Conclusions, someone said, should always be temporary. The research of Studio 14, constructed in an irregular way through continuous detours and refusing to find shape in a final result, continues in Kassel the collective investigation started in Athens, suggesting new entries still to be narrated.
Ancient Greece, both Dionysian and Apollonian, is the sea where Western culture—from the Middle Ages to the present—cyclically returns, with different ambitions and degrees of force; plunging in like a deep-sea diver to retrieve mysterious creatures and objects. It is the Greece of the Romantics that the modern prophets excavated, in search of their own traditions. It is also Knossos’s false labyrinth built of reinforced concrete; the housing plans for the refugees expelled from Turkey; the “Mediterranean” rationalist architecture of the Italian colonists whom some people still insist on calling brava gente. A history of occupations, from the blurry, multifaceted, irreducible identity of Europe to the literally invented tradition of modern Europe.
“The Parthenon, to my eyes, in a sublime way, was a myth I detested: the intellectual clarity, the geometric hauteur, the ignorance of the magma, of disorder, of dreams, demons, and nightmares; I was faced with the obsessive myth of what Europe was supposed to become,” warned Giorgio Manganelli, a writer apart, upon arrival in Athens in 1971 after his unique journey in magmatic “Black Africa.”

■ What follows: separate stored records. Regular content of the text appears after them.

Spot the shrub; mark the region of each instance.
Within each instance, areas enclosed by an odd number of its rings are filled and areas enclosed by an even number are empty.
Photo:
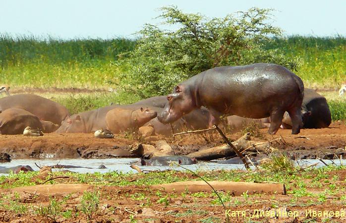
[[[130,65],[121,85],[141,97],[166,94],[182,80],[216,66],[270,62],[297,69],[297,59],[264,49],[264,41],[281,33],[267,22],[270,9],[252,8],[237,16],[212,19],[174,6],[161,9],[164,24],[178,28],[145,25],[134,49],[121,60]]]

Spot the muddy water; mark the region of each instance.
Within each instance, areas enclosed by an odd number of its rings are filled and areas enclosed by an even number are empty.
[[[82,167],[89,167],[93,169],[88,168],[69,168],[62,169],[55,169],[54,171],[59,171],[60,170],[68,170],[70,171],[82,173],[94,173],[99,172],[101,173],[107,173],[111,171],[117,171],[122,173],[133,172],[137,173],[136,171],[131,169],[130,165],[132,163],[136,162],[139,160],[139,159],[129,158],[116,158],[116,159],[15,159],[11,161],[10,163],[0,164],[0,167],[12,167],[18,165],[29,165],[34,170],[38,171],[39,168],[35,165],[36,163],[39,166],[53,166],[57,164],[61,165],[73,165],[80,166]],[[324,161],[327,164],[331,164],[332,161],[328,160],[324,160]],[[334,160],[334,162],[337,165],[340,165],[340,160]],[[300,160],[298,161],[298,163],[295,162],[295,165],[304,167],[308,166],[312,164],[317,163],[316,167],[320,167],[324,166],[324,164],[317,160]],[[346,160],[342,160],[342,164],[346,164]],[[107,169],[100,169],[98,167],[103,164]],[[164,170],[173,169],[177,171],[184,171],[181,167],[176,166],[173,167],[159,167],[159,166],[141,166],[137,165],[142,170]],[[243,165],[239,164],[224,164],[214,162],[200,162],[196,164],[192,165],[185,165],[183,167],[188,168],[191,170],[199,171],[210,171],[213,170],[231,170],[231,169],[244,169]],[[254,168],[251,167],[252,169]]]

Greece: A questioned identity that is now being discussed again by thousands of men and women who are once again reaching these shores from different cultures, speak different languages, express opposite desires, and are willing to learn the language and the volksgeist passed down by the fables of the Brothers Grimm. It is the sea of pirate ships, of merchant vessels, all the way to the gigantic container ships of contemporary logistics. The ships have crews of many tongues, ships of the great expeditions and the global market, which from the 1600s to the present repeats, always the same, always different, along new and old routes.
Studio 14 sets out to inhabit the ambiguity of these spaces, the real and the imagined of place, and to enact estrangement perspectives through a common research that brings together artists, writers, political activists, scholars, students, and anyone who wants to plunge “into the undersea world of the modern, unarmed of any specialist harpoon, unequipped with doctrinaire glasses,” as Italo Calvino wrote in the introduction to the Italian Folktales in 1956. Studio 14 is a research and work place that through discussion, readings, screenings, site visits, and a resource of documents, books, and artworks collates and weaves together various ways of acting on the present, starting from Europe’s own invention of Greece.